Savory marinated chicken cubes paired with sweet pineapple chunks, colorful bell peppers, and red onion, all threaded onto skewers and grilled until lightly charred and juicy. This tropical-inspired dish brings together tangy soy sauce, honey, and fresh pineapple juice for an irresistible sweet and savory combination perfect for summer cookouts.
The first time I made these kabobs was during a last-minute summer gathering when I needed something impressive but easy. The smell of pineapple caramelizing on the grill drew everyone to the backyard before I even called them for dinner. Now they are the most requested dish at every cookout.
My neighbor leaned over the fence and asked what smelled so incredible.
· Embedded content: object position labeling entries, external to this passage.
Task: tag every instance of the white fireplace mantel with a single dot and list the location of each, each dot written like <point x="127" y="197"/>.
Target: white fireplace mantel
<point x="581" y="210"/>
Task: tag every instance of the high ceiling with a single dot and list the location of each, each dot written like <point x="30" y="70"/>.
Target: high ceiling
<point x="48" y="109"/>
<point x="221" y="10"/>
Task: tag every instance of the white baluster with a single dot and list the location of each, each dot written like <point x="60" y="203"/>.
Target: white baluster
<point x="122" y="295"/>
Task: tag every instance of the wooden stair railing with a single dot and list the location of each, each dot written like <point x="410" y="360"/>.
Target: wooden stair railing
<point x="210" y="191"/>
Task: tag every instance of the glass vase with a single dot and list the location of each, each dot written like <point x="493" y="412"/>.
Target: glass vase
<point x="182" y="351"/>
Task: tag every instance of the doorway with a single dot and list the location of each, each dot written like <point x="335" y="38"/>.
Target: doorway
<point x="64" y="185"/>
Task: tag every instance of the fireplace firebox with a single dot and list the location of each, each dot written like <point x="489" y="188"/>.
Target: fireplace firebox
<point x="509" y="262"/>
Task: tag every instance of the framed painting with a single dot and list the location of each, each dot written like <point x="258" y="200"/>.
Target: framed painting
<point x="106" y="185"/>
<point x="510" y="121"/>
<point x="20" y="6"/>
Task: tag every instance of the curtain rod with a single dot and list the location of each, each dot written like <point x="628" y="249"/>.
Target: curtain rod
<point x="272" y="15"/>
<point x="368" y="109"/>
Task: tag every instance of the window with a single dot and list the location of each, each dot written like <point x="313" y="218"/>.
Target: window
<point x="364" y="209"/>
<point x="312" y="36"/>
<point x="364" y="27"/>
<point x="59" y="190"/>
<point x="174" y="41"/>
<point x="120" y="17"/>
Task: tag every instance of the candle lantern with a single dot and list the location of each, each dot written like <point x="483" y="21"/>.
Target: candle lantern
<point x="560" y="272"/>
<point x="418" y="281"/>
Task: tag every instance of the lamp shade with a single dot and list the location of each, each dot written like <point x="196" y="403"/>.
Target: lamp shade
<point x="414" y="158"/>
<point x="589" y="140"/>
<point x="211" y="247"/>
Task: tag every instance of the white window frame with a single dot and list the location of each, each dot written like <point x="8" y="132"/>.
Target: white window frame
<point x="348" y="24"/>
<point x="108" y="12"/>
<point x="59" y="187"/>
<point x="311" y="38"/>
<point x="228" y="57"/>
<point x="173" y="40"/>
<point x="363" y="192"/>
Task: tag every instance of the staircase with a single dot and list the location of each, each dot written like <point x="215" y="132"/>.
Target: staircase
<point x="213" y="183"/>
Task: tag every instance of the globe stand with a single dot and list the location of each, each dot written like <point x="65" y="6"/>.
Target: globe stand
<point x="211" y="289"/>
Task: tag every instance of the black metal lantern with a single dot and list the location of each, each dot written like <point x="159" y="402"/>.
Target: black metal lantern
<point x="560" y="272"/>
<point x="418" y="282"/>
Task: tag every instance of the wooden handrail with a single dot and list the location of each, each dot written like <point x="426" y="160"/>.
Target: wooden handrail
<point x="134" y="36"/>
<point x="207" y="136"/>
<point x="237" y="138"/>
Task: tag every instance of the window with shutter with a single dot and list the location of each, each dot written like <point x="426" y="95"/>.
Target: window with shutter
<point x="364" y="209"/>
I shared a skewer with her, and she showed up at my door the next week with her own pineapple, asking for the recipe.
Ingredients
- Chicken breast: Cutting into uniform cubes ensures even cooking and tender bites every time
- Soy sauce: The foundation of our marinade, providing that essential umami depth
- Pineapple juice: Natural enzymes tenderize the meat while infusing tropical sweetness
- Honey: Balances the salty soy sauce and helps create beautiful grill marks
- Fresh pineapple: Grilling transforms it into caramelized pockets of sunshine
- Bell peppers: Add crunch and color that make these kabobs feast for the eyes
- Red onion: mellows on the grill and provides a subtle sweetness
- Cilantro and lime: The finishing touches that brighten every bite
Instructions
- Whisk together the marinade:
- Combine soy sauce, pineapple juice, honey, olive oil, garlic, ginger, and pepper until the honey dissolves completely
- Marinate the chicken:
- Toss the cubed chicken in the mixture, cover, and let it soak up all those flavors for at least 30 minutes
- Prepare your skewers:
- If using wooden skewers, soak them in water while the chicken marinates so they do not burn on the grill
- Preheat the grill:
- Get your grill to medium-high heat, around 400 degrees, with the grates clean and lightly oiled
- Thread the kabobs:
- Alternate chicken, pineapple, bell peppers, and onion on each skewer, packing them snugly but not too tight
- Grill to perfection:
- Cook for 12 to 15 minutes, turning every few minutes, until the chicken is cooked through and everything has nice char marks
- Rest and serve:
- Let the kabobs rest for a couple minutes, then sprinkle with fresh cilantro and serve with lime wedges for squeezing
These kabobs have become my go-to for summer birthdays, casual Tuesday dinners, and even a romantic date night on the patio. There is something about food on a stick that makes everything feel more festive.
Making Ahead
The chicken can marinate overnight, which actually makes it even more flavorful. Just keep the pineapple separate until threading time so it does not get too soft.
Grill Temperature Matters
Too hot and the outside burns before the inside cooks, too cool and you miss those gorgeous grill marks. Medium-high is the sweet spot for kabobs that are perfectly cooked through.
Serving Suggestions
These kabobs are substantial enough to stand alone but pair beautifully with coconut rice or a simple cucumber salad. The key is keeping sides light so the kabobs stay the star of the show.
- Warm some tortillas and make quick kabob wraps the next day
- Extra grilled pineapple is amazing chopped into morning yogurt
- The marinade works just as well on shrimp or tofu for variation
Nothing beats standing around the grill with friends, skewers in hand, watching the pineapple caramelize and catching up. These kabobs always turn a simple dinner into a memory.
Recipe FAQ
- → How long should I marinate the chicken?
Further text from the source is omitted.